Na tessera, lembra Bloom (2002, p. 87), o poeta completa dialética e criativamente o seu precursor, “lendo o poema-pai de modo a reter seus termos, mas usando-os em outro sentido, como se o precursor não houvesse ido longe o bastante”. “O Rio”, mantendo elementos do poema-pai, “Rio das Garças”, busca radicalizá-lo arrefecendo o colorido da linguagem e o alto grau de subjetivação. O rio “caudaloso” de Da Costa e Silva exigia-lhe uma linguagem igualmente caudalosa; o rio “risco” de H. Dobal só agrega adjetivos magros (esgotado, risco, tatuado, turvo), sintaxe magra (sem torneios que chamem a atenção sobre si), melopéia magra (exata, mas não orquestral).





[3]
A crítica antitética de Bloom não foge ao enredamento que ele denuncia. Ela opera com a redução, já que nele um poema é sempre uma reposta a outro, isto é, um poema se reduz a outro.

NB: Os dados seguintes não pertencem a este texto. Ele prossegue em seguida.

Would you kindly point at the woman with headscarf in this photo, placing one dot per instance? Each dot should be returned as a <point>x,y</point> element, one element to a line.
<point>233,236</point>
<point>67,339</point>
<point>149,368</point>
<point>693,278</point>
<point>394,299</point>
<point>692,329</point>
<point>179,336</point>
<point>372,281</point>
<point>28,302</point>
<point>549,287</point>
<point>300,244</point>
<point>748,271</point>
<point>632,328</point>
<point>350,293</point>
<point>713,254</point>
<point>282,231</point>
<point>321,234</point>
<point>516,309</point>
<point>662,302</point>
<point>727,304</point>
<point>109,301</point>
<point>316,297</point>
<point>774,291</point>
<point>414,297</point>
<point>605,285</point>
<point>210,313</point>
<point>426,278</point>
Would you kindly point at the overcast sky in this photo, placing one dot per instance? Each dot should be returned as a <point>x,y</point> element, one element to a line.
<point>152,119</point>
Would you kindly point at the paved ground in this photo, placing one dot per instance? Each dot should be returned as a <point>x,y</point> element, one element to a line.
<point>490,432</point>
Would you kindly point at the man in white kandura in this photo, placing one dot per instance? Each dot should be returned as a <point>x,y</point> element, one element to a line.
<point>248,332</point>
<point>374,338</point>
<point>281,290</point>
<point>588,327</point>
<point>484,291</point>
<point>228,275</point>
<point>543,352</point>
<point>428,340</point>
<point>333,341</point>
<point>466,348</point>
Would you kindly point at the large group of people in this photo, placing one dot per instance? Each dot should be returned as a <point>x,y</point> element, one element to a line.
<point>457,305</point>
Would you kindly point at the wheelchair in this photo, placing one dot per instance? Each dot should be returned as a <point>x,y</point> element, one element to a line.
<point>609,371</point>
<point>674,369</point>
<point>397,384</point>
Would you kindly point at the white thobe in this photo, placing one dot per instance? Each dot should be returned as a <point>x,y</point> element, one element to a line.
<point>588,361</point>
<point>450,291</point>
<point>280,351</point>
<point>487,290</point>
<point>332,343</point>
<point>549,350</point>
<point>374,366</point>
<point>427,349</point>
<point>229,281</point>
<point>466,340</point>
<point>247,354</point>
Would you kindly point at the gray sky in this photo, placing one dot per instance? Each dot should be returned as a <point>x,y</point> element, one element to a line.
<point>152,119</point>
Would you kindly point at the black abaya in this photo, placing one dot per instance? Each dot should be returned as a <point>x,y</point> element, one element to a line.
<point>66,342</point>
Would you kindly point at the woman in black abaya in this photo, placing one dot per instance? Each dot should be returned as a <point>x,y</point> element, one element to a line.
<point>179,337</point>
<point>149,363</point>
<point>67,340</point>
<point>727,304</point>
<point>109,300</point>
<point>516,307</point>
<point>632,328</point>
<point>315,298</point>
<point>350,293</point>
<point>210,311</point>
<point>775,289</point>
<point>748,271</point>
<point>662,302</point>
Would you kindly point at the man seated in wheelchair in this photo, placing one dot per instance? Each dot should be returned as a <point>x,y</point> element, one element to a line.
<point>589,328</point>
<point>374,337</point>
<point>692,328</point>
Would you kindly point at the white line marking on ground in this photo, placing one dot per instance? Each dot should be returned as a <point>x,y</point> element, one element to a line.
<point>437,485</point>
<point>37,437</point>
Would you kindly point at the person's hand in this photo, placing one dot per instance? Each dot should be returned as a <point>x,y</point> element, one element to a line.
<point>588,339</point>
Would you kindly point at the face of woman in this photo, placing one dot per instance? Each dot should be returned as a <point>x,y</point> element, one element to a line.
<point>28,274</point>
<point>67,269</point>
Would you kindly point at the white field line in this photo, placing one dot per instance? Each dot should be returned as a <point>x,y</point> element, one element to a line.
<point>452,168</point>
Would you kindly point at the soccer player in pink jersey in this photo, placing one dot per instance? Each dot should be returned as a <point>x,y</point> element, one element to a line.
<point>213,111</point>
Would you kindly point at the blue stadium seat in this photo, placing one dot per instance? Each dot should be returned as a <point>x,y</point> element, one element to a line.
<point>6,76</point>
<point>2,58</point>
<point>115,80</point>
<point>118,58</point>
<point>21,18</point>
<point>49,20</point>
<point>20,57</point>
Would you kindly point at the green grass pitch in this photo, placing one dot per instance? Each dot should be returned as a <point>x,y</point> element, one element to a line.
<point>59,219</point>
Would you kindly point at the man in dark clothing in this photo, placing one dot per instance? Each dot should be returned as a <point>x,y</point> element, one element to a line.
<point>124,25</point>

[4] Na versão agonística da história da literatura ocidental narrada por Bloom, a noção de poeta forte (strong poet) é basilar. Diz o crítico: “Meu interesse é apenas por poetas fortes, grandes figuras com a persistência de lutar com seus precursores (...). Os talentos fracos idealizam; as figuras de imaginação capaz apropriam-se” (2002, p. 28).
[5] Bloom, contrariando Freud, desconsidera a sublimação, entendendo-a como concessão otimista do pai da psicanálise. Daí considerar o poema como “angústia realizada”, como “a melancolia do poeta por sua falta de prioridade” (2002, p. 54)
[6] A emulação de Dobal com Da Costa e Silva encontra-se não apenas, como supõe a teoria de Bloom, recalcada no inconsciente. Dobal é explícito em documentário produzido por Douglas Machado, ao afirmar que Da Costa fez “belos poemas sobre o Piauí, com motivos piauienses, mas (...) não se pode dizer que seja um poeta piauiense” ao passo ele, Dobal, produz poemas piauienses. Como não sentir, sutilmente implícita na fala de Hindemburgo, a reprimenda do efebo que se desvia do pai-precursor, corrigindo-o criativamente?
[7] Por estamos trabalhando sob a égide de uma teorização psicoestética, não enfatizamos as motivações históricas das diferenças de estilo entre H. Dobal e Da Costa e Silva, que sem dúvida são reais e significativas.